Qualche tempo più tardi tuttavia, le cose cambiarono piuttosto velocemente. La sua auto non si mosse più dal garage e sul tettuccio si accumulò un denso strato di polvere. Le partite a carte con gli amici del bar si fecero sempre più sporadiche e le giornate sul divano divennero tutte uguali. Sapevamo bene cosa stava succedendo, ma non avevamo il coraggio di dircelo. 
Parallelamente, in grembo a mia moglie, il destino aveva deciso di piantarci due semi preziosi, da coltivare e crescere con amore e pazienza. Se da un lato la pancia aumentava di giorno in giorno, dall’altro la vita del nonno si stava spegnendo. Una sera di marzo, tuttavia, rientrando in casa dalla solita passeggiatina “premaman”, nello stupore generale lo trovammo in piedi accanto al tavolino. L’indomani usci di casa e girò intorno al palazzo. Stessa scena il giorno dopo e quello dopo ancora. A distanza di una settimana, seppur aiutato, riuscì a compiere il giro dell’intero isolato. Tornando verso casa, guardandoci ci disse: "Se non mi alleno e voi siete sempre al lavoro, chi la spinge la carrozzina di questi bambini?". Gli occhi si inumidirono velocemente e non tirava vento. Sapeva perfettamente che non li avrebbe mai visti sorridere, né tantomeno lo avrebbero chiamato “nonno”. Non gli rimaneva il tempo di prenderli in braccio, sgridarli, viziarli di nascosto o proteggerli dal mondo. Sapeva che la sabbia della sua clessidra si stava per esaurire, ma nonostante tutto aveva deciso di rimettersi in piedi. Il giorno che tornammo dall’ospedale fu il primo a inforcare la carrozzina e uscire in strada sorridente, per far vedere a tutto il quartiere quanto belli fossero i suoi nipotini. Qualche mese più tardi, quando stremato decise che era giunta l’ora di andarsene, realizzando l’impresa che aveva fatto, provammo a riempire il vuoto che aveva lasciato con poche parole semplici: niente può fermare il potere della volontà.

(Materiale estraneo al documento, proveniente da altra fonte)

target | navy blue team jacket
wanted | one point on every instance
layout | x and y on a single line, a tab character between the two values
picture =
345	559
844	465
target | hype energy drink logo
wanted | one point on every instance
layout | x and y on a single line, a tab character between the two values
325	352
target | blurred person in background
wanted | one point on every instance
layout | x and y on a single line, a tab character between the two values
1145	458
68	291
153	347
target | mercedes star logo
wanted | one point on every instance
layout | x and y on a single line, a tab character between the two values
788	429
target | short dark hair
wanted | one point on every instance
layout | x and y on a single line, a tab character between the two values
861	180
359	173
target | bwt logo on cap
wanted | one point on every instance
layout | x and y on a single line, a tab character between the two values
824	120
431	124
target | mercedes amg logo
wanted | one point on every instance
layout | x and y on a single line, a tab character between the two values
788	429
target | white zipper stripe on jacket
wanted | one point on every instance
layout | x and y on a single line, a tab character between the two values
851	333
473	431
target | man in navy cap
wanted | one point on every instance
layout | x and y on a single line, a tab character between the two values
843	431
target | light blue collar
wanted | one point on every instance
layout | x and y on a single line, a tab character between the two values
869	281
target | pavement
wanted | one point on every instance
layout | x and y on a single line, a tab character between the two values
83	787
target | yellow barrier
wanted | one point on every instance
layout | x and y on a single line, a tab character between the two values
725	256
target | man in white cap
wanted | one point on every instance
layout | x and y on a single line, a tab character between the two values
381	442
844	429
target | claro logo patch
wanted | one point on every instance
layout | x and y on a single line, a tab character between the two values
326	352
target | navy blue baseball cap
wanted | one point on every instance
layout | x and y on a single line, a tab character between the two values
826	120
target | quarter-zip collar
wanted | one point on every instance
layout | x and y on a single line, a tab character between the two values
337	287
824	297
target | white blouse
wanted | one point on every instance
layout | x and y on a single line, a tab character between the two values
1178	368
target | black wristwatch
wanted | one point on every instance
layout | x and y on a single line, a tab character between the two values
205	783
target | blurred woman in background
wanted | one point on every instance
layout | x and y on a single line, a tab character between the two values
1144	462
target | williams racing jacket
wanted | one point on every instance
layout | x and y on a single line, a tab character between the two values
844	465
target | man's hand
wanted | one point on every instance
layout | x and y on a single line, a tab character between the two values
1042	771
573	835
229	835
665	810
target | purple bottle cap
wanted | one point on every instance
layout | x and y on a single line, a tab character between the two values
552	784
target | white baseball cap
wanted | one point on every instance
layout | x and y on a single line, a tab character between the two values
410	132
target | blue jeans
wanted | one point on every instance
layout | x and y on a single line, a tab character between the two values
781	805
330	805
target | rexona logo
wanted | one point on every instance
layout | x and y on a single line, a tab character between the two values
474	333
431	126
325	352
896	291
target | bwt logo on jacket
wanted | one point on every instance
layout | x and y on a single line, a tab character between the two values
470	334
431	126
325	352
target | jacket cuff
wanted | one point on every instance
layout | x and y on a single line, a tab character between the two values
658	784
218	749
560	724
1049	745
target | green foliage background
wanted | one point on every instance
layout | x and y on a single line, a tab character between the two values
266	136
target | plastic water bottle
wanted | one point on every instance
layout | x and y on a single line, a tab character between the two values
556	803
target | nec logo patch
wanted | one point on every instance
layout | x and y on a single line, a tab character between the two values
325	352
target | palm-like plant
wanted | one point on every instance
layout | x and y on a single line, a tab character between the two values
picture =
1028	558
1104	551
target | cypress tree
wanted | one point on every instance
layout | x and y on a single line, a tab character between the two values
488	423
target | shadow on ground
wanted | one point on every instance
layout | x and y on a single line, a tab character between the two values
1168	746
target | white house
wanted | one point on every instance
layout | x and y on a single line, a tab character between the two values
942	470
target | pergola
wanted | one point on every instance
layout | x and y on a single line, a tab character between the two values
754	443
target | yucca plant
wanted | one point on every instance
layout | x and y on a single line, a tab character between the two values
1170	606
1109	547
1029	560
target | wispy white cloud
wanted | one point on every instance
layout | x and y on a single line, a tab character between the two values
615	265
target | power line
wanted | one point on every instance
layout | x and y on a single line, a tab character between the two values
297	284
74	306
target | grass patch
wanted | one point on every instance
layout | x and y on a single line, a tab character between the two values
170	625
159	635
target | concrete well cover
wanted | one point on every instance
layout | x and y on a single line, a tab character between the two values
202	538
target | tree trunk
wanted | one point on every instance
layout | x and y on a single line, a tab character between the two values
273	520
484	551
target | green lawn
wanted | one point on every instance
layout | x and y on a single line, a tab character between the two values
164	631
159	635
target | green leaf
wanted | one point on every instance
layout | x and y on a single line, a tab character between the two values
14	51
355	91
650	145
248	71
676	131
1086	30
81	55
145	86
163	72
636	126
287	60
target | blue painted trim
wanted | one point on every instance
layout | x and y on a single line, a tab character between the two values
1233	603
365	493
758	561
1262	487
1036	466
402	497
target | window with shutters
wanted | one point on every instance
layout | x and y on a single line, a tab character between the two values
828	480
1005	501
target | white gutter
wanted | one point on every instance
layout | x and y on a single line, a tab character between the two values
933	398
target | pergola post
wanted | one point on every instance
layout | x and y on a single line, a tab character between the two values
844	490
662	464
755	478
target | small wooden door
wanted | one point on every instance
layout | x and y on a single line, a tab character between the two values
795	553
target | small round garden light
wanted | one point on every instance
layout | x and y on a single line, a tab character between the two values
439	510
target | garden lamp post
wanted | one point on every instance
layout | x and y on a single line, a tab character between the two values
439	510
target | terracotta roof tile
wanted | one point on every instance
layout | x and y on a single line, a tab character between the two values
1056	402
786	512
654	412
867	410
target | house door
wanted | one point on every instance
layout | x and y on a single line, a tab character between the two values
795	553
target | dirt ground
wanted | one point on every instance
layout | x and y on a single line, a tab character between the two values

Siena – Santarcangelo: c’è modo e modo di perdere. E a volte basta provare a lottare ed uscire dal campo stremati, per cambiare i fischi in applausi. Ma purtroppo, quando Arlecchino si trova a servire improvvisamente due padroni, non sa più a quale rendere conto e le cose non possono che andare male. Una società sempre più avvolta su stessa, presieduta da una figura che non si capisce bene se è ancora centrale o già vivacchia ai margini, finanziata da un’entità restia a farsi conoscere e diretta da personaggi obsoleti alla disperata ricerca di una riconferma (che non arriverà!) e una squadra di gente SCONFITTA prima di entrare in campo, per la quale la maglietta è soltanto un indumento da indossare la domenica, Siena una tappa famosa e “ambizione” una parola troppo difficile da imparare a memoria: tra qualche mese sarete (tutti) soltanto un brutto ricordo. Nel frattempo avrete contributo ad annoiare un popolo che anche quest’anno aveva sperato in qualcosa di buono, dando anche l’impressione di fregarvene! Ma chiedere scusa è tanto difficile? Ci sono uomini con la U maiuscola ed altri piccoli piccoli. Non sta a me giudicare: il tempo è galantuomo!

Tutti uniti insieme avanzeremo!!

Ps. La squadra della Robur scesa in campo domenica scorsa, avrebbe vinto il campionato di serie D? No!